AML risks surge in healthcare payments

AML

Healthcare payments are rapidly emerging as a new battleground in the fight against financial crime. Traditionally viewed as systems vulnerable to billing fraud or abuse, claims processors, telehealth billing platforms and pharmaceutical payment networks are now being exploited for a more complex purpose: laundering illicit funds.

In 2025, US authorities delivered a stark warning. The Department of Justice’s largest ever healthcare fraud takedown charged 324 individuals linked to $14.6bn in false claims, more than double the previous record, said Flagright.

Crucially, investigators found that many of these schemes did not simply siphon money from insurers and public programmes. They layered and laundered proceeds through shell companies, crypto assets and international transfers. Healthcare payment infrastructure is no longer just a fraud vector; it has become an anti-money laundering (AML) concern in its own right.

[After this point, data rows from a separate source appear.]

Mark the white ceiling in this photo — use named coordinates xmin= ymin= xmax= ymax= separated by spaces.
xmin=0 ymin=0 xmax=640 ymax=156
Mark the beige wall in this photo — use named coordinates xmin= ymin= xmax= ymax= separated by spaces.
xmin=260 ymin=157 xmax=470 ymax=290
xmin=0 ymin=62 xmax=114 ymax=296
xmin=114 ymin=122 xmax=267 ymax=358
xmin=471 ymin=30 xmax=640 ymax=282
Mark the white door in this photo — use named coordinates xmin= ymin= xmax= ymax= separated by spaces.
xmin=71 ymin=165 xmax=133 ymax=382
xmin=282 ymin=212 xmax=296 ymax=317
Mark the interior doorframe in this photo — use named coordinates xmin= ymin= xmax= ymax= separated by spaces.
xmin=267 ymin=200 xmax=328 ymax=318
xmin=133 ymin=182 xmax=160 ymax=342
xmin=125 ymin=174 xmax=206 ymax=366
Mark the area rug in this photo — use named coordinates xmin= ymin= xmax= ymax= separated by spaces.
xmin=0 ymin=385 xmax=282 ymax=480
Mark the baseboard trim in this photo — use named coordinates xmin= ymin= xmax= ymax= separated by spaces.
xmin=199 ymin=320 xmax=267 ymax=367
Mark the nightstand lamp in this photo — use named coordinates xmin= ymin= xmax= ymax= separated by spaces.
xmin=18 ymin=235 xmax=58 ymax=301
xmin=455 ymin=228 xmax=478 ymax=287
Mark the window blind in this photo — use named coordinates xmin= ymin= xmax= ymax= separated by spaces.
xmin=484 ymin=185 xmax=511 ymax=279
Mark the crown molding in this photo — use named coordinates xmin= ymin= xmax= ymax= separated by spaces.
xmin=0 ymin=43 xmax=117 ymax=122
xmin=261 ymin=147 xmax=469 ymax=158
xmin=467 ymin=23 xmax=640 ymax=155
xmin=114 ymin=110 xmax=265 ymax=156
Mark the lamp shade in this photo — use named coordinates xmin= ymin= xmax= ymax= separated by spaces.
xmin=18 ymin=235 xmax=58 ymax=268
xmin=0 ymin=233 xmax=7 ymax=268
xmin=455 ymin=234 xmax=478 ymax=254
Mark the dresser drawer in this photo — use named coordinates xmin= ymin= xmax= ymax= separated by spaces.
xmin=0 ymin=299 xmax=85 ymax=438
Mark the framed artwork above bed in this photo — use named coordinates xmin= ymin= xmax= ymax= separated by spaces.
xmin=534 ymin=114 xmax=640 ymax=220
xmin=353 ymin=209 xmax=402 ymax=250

Regulators have taken note. Financial authorities including FinCEN, alongside health agencies such as HHS, are increasingly urging greater scrutiny of health-related payment flows. Their message is clear: criminals are piggybacking on legitimate healthcare transactions to disguise dirty money. Billing platforms and pharma payment operators that fail to strengthen AML controls risk becoming the weakest link in the financial chain.

Enforcement actions throughout 2025 reinforced this wake-up call. The DOJ highlighted cases where international networks stole patient identities to generate billions in fraudulent claims, then laundered hundreds of millions via crypto wallets and offshore structures. In some instances, insiders allegedly helped move funds abroad while bypassing AML safeguards. Separate conspiracies channelled Medicare payments into private accounts before transferring the money overseas, prompting standalone money laundering charges. Healthcare fraud and money laundering are now deeply intertwined.

FinCEN has also reported a rise in suspicious activity reports tied to healthcare fraud proceeds feeding into broader laundering networks, including those linked to foreign criminal organisations.

At the same time, agencies such as the Centers for Medicare & Medicaid Services are leaning heavily on advanced data analytics to detect anomalous billing and payment behaviour. For platforms operating in healthcare finance, AML risk must now be treated with the same seriousness as fraud risk.

International pharmaceutical trade adds further complexity. Cross-border supply chains can be exploited for trade-based money laundering, including mispriced invoices and shell distributors. Watchdogs have flagged unusual pivots into high-value pharma exports and opaque third-party payment chains as red flags.

Sanctions exposure is another growing risk, particularly where intermediaries obscure ultimate beneficiaries. Payment networks that fail to screen counterparties effectively may inadvertently facilitate sanctioned activity or organised crime.

Despite strict privacy frameworks such as HIPAA, healthcare organisations are permitted to use patient data for fraud detection and compliance activities, provided safeguards are in place.

The Privacy Rule recognises fraud prevention as part of “health care operations”, allowing covered entities and business associates to analyse relevant data without individual authorisation. However, minimum necessary standards, strong access controls and detailed audit logging remain essential.

Strengthening AML defences therefore requires a combination of behavioural analytics, sanctions screening and targeted transaction monitoring. Machine learning models can establish baseline billing patterns and flag sudden deviations.

Rule-based controls can detect unusual refund activity or rapid layering of claim payments. Continuous screening against sanctions lists and high-risk entities is vital, particularly in cross-border pharmaceutical flows. Equally important is secure case management, ensuring investigators can review sensitive data within a fully auditable, privacy-compliant environment.

Far from being a regulatory burden alone, robust AML controls can become a strategic advantage. Strong compliance frameworks reassure banking partners, reduce financial losses and demonstrate resilience under regulatory scrutiny. In a sector built on trust, financial integrity enhances brand value and long-term sustainability.

Healthcare payments can no longer assume AML is someone else’s responsibility. From telehealth startups to large claims processors, embedding advanced AML capabilities is now a product necessity. As enforcement intensifies and criminal tactics evolve, platforms that act decisively will not only protect themselves from regulatory risk but strengthen the foundations of trust on which the entire healthcare ecosystem depends.